The Big East's 1,000-yard receivers in 2011

OK, we've taken a look at the top candidates for 1,000-yard backs in the Big East for 2011, as well as nominees for 3,000-yard passers. Let's keep it going with a list of the most likely receivers to top 1,000 yards in the 2011 season.

How exclusive is that milestone? Only one player -- Cincinnati's Armon Binns -- got there last season, though three made it in 2009. Thirty-two players in the FBS had at least 1,000 yards receiving last season.

With a couple of teams opening things up on offense this season, we could be in line for a few 1,000-yard pass catchers. Here are my top candidates:

1. Tavon Austin, West Virginia, Jr.: Austin is not your typical receiver because of his small stature, but he could be a faster Wes Welker-type as the inside man for Dana Holgorsen's offense. Austin had 787 yards receiving last season, and I expect that number to go way up.

2. Mark Harrison, Rutgers, Jr.: One of the most improved players in the league last season, Harrison came on strong in the second half and finished with 829 receiving yards. With more confidence, a stronger start to the season and -- hopefully for Rutgers -- a more efficient offense, Harrison could put up even bigger numbers.

3. Devin Street, Pittsburgh, Soph.: I'm buying Street's stock, even though he had only 317 receiving yards last season. Todd Graham's offense is going to throw, throw, and throw some more, and Street seems like the most logical No. 1 target of Tino Sunseri's passes because of his size and athleticism. Mike Shanahan is also a strong candidate to go over the 1,000-yard mark after putting up 589 last season, but I see him as more of the possession guy to Street's big-play buster.

4. Kenbrell Thompkins, Cincinnati, Jr.: Thompkins has never played a down of major-college football, but Butch Jones raves about the junior-college transfer. Thompkins is in line to be the Bearcats' No. 1 receiver this season, and we've seen what that role has done for Mardy Gilyard and Binns.

5. D.J. Woods, Cincinnati, Sr.: The Bearcats had two receivers have more than 1,000 yards in 2008 and almost did it again in 2009. Woods, the slot man, nearly joined Binns there last season with 898 receiving yards. His stats could improve if he learns how to hang onto the ball in key situations.

6. Brad Starks/Ivan McCartney, West Virginia: The Mountaineers have plenty of candidates to reach 1,000 yards receiving in Holgorsen's offense. Starks, a senior, could be in line for a breakout year if he stays healthy. McCartney is all potential right now, but he's got a lot of it and just needs to mature.

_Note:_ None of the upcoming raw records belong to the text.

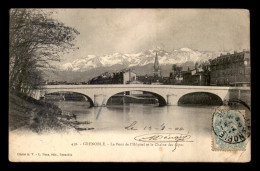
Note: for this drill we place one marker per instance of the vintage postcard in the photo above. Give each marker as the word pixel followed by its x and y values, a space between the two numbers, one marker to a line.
pixel 129 85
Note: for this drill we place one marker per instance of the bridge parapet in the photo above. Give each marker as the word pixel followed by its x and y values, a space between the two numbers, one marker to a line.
pixel 99 94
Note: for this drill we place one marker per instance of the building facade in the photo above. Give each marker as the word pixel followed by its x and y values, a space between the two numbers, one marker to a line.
pixel 231 69
pixel 129 77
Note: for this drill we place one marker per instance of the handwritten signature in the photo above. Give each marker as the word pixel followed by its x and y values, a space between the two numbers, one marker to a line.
pixel 164 137
pixel 133 126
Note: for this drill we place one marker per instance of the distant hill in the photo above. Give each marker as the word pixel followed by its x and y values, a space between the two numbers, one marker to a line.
pixel 91 66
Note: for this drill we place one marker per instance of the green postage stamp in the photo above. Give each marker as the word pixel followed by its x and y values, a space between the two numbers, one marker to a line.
pixel 229 130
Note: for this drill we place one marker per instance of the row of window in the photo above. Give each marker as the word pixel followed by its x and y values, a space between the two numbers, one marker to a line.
pixel 226 66
pixel 227 73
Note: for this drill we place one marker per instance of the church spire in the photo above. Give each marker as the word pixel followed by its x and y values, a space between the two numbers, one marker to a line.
pixel 156 65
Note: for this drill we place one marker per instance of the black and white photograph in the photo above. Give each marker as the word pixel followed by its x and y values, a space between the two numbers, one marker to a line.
pixel 129 85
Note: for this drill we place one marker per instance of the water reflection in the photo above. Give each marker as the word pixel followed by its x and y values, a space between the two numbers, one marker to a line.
pixel 194 119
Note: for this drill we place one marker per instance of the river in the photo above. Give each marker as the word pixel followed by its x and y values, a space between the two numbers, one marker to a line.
pixel 140 117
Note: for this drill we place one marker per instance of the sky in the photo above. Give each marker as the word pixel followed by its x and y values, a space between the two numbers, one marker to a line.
pixel 105 31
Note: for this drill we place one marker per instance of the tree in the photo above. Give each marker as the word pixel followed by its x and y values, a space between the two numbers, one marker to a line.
pixel 35 39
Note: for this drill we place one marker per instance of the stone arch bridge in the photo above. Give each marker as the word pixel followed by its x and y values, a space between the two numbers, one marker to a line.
pixel 98 95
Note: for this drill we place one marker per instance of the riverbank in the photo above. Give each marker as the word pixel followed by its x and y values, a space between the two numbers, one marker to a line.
pixel 37 116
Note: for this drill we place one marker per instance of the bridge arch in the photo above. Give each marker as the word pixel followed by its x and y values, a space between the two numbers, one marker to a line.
pixel 161 99
pixel 74 92
pixel 200 98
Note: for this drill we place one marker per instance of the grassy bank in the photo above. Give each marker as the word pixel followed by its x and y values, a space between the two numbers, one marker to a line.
pixel 39 116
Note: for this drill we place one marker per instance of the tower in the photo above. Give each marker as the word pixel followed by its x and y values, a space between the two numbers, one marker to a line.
pixel 156 69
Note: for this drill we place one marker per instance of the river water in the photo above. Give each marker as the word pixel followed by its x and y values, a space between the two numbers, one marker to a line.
pixel 141 117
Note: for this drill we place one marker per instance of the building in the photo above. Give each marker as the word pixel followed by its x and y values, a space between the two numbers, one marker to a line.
pixel 156 69
pixel 129 77
pixel 231 69
pixel 196 77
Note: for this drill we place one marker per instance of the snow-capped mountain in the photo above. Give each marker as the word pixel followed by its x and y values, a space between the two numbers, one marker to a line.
pixel 143 58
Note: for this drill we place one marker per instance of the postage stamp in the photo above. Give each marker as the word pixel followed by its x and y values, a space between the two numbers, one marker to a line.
pixel 229 130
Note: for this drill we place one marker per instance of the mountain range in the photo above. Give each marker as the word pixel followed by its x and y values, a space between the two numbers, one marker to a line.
pixel 85 68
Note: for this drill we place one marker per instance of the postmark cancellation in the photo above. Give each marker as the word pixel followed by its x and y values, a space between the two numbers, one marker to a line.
pixel 229 130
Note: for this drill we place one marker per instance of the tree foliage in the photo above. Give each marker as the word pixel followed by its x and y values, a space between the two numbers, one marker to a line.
pixel 35 39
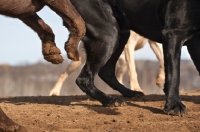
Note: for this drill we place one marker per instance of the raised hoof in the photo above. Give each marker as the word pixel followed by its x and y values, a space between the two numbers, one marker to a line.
pixel 178 108
pixel 7 125
pixel 72 52
pixel 51 53
pixel 131 94
pixel 115 102
pixel 54 93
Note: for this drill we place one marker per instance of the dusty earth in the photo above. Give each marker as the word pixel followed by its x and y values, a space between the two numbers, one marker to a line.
pixel 83 114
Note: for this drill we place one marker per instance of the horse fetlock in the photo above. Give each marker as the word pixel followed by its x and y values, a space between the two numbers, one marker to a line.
pixel 55 58
pixel 160 80
pixel 71 49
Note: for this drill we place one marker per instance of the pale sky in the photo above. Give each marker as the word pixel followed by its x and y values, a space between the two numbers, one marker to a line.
pixel 21 45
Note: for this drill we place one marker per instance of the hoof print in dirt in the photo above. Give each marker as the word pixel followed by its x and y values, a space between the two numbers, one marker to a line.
pixel 179 109
pixel 115 102
pixel 131 94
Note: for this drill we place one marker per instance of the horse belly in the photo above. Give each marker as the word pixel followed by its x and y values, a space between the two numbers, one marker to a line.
pixel 20 8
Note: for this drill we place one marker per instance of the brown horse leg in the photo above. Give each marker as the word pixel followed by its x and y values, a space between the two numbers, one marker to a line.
pixel 50 52
pixel 7 125
pixel 76 25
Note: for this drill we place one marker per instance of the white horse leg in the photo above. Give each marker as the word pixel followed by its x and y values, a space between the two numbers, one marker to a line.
pixel 157 49
pixel 71 68
pixel 130 60
pixel 121 68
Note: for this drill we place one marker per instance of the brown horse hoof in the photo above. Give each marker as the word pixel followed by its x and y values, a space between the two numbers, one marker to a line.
pixel 51 53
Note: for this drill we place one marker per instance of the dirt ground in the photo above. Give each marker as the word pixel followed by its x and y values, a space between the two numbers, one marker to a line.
pixel 83 114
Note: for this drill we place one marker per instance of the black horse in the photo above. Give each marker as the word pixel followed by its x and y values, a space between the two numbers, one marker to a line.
pixel 172 22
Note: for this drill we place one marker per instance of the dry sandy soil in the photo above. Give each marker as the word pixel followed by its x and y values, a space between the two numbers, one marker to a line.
pixel 83 114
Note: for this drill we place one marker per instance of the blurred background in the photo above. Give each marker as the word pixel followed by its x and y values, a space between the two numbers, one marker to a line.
pixel 24 72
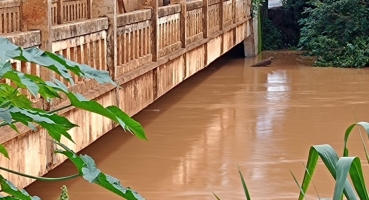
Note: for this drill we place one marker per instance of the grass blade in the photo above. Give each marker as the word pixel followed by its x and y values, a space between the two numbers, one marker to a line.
pixel 307 171
pixel 365 125
pixel 247 194
pixel 329 158
pixel 298 185
pixel 352 165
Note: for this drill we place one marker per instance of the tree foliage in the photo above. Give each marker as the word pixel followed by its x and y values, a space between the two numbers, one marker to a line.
pixel 336 32
pixel 16 108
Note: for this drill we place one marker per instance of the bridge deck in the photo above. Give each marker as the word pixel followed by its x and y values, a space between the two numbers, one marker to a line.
pixel 147 51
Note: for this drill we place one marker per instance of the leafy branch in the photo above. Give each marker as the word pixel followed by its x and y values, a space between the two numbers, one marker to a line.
pixel 16 107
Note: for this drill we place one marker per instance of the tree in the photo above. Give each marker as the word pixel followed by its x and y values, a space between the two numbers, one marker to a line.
pixel 15 108
pixel 335 32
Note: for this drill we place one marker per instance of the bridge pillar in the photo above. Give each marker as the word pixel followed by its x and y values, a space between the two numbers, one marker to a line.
pixel 250 44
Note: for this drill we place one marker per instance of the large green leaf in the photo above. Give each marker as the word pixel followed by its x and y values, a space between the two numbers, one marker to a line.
pixel 55 125
pixel 128 123
pixel 352 165
pixel 365 125
pixel 9 188
pixel 4 151
pixel 330 159
pixel 39 57
pixel 5 115
pixel 22 81
pixel 87 167
pixel 8 50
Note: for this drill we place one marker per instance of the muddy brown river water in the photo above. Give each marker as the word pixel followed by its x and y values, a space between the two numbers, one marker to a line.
pixel 262 119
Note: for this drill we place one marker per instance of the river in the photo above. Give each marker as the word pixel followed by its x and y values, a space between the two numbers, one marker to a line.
pixel 263 120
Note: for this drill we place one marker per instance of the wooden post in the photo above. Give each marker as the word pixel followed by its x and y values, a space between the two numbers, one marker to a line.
pixel 205 18
pixel 59 11
pixel 104 8
pixel 234 10
pixel 183 20
pixel 153 5
pixel 221 14
pixel 89 9
pixel 36 15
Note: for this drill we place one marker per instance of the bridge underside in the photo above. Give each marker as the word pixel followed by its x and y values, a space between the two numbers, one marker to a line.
pixel 146 68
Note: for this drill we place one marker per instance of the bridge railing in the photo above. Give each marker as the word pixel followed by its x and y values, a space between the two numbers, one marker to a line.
pixel 78 36
pixel 169 39
pixel 10 16
pixel 133 40
pixel 194 25
pixel 228 16
pixel 64 11
pixel 213 16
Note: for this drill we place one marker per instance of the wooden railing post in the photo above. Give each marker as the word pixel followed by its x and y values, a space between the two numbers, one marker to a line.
pixel 153 5
pixel 183 20
pixel 36 15
pixel 59 11
pixel 234 11
pixel 205 18
pixel 221 14
pixel 40 21
pixel 89 9
pixel 104 8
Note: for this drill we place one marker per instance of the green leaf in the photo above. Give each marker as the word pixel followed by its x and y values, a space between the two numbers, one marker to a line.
pixel 4 68
pixel 247 194
pixel 298 185
pixel 5 115
pixel 45 91
pixel 9 188
pixel 89 170
pixel 112 184
pixel 111 112
pixel 41 58
pixel 329 158
pixel 4 151
pixel 352 165
pixel 128 123
pixel 22 81
pixel 97 75
pixel 365 125
pixel 55 125
pixel 8 50
pixel 91 173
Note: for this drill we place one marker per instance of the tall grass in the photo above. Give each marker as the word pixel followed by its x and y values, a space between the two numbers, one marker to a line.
pixel 342 169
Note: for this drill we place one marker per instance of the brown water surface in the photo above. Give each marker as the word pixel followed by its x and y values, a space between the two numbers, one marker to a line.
pixel 262 119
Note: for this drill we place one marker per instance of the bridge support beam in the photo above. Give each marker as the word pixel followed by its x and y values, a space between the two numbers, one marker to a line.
pixel 250 44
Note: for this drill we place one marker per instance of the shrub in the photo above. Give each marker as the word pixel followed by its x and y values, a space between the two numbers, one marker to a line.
pixel 16 108
pixel 335 32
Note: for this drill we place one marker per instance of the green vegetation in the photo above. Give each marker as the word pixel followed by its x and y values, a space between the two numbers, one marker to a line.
pixel 281 29
pixel 16 108
pixel 336 32
pixel 339 167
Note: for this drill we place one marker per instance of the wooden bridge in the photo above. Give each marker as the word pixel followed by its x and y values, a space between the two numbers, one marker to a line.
pixel 147 48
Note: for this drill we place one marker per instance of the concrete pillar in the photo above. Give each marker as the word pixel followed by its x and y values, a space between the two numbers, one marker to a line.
pixel 250 44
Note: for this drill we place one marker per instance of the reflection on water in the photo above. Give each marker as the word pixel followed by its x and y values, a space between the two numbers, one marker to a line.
pixel 261 119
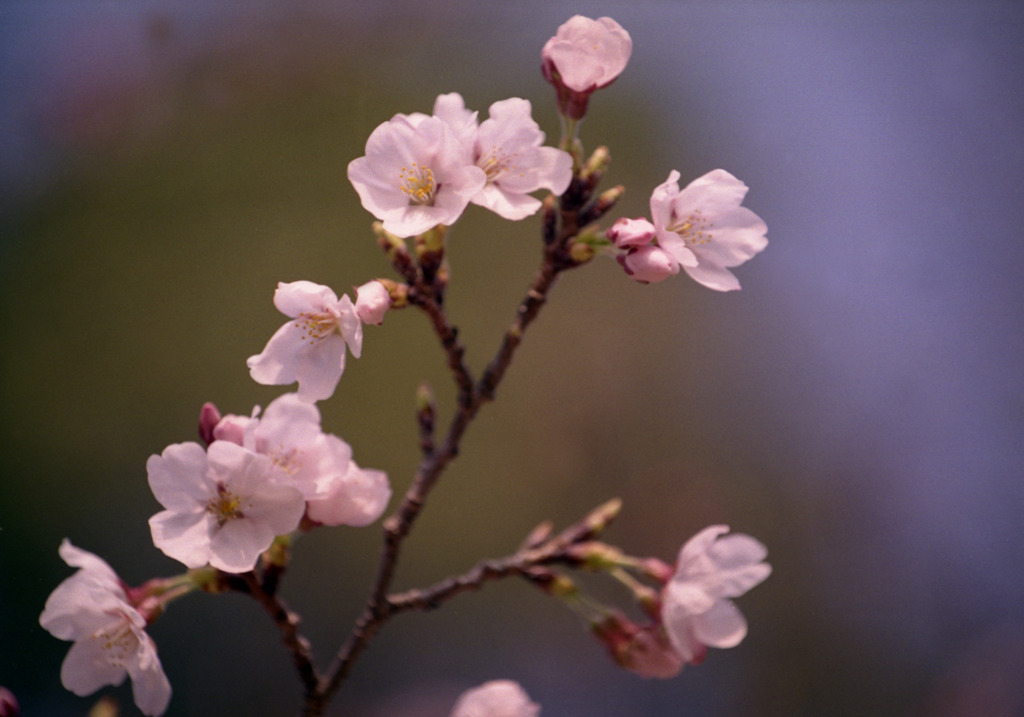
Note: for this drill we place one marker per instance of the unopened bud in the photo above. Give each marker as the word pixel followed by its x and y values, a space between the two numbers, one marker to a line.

7. Van Chew, Syracuse, Sr.: An under-the radar choice, Chew showed great improvement last season and finished with 611 receiving yards despite being hampered by injury late in the year. He's not a big guy, so he'll have to take a pounding and be durable, but he could end his career with a flourish. Also keep an eye on his teammate, Marcus Sales.

8. Josh Bellamy, Louisville, Sr.: I doubt the Cardinals' offense is going to be potent enough through the air to produce a 1,000-yard wideout. But Bellamy established himself as the clear No. 1 target there this spring at a position loaded with inexperience. He had 401 yards receiving in his first season after arriving from junior college and should have a chance to at least double that total this year. Bellamy is a better choice than any receiver from UConn or South Florida, both of which have major question marks in their passing game after spring practice.